On serait complètement convaincu par Les Derniers jours d'une ville si son auteur ne s'efforçait cependant pas de constituer chaque passage obligé, personnifié par telle ou telle figure mais systématisé à force de répétitions inchangées, comme l'anneau d'une boucle ou d'un chas par où passer et repasser l'aiguille du récit comme si dans l'intervalle rien ne s'était passé. Comme si rien n'arrivait jamais, sinon une mobilité déliée de toute destination et donc à la fin confondue avec les effets de faux-mouvement d'un surplace un peu trop parfait.
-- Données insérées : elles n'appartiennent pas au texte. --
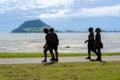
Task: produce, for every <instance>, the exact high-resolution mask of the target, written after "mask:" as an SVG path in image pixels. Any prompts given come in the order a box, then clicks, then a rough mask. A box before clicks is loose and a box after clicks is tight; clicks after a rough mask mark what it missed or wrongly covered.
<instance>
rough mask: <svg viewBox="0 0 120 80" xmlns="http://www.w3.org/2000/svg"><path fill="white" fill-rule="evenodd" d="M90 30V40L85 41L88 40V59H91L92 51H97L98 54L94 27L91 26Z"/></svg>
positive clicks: (88, 36)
Si la révolution est un événement qui, certes situé, fracture aussi toutes les inscriptions territoriales et toutes les temporalités, si l'événement nomme la frappe du devenir contracté en diagonale de l'Histoire afin de la redoubler comme un spectre ou son ombre, semblable à tant de figures filmées ici à contre-jour (comme chez Tariq Teguia ou Ghassan Salhab encore), la révolution finit pourtant par s'apparenter ici au mouvement circulaire du film lui-même semblable alors à une sphère moins intéressée à la rupture de ses propres rythmes internes qu'à persévérer dans son être cristallin sertis d'incessants effets de loupe et autres reflets ondoyants. Dans la préférence problématique du cercle parfait à l'hélice coupante, Les Derniers jours d'une ville serait peut-être plus fidèle finalement à la Place Tahrir comme haut-lieu de la circulation humaine et automobile qu'à cette place réappropriée avec quelques autres caractéristiques du « réveil de l'histoire » (Alain Badiou) pour devenir depuis l'un des noms locaux d'un désir universel de cassure révolutionnaire.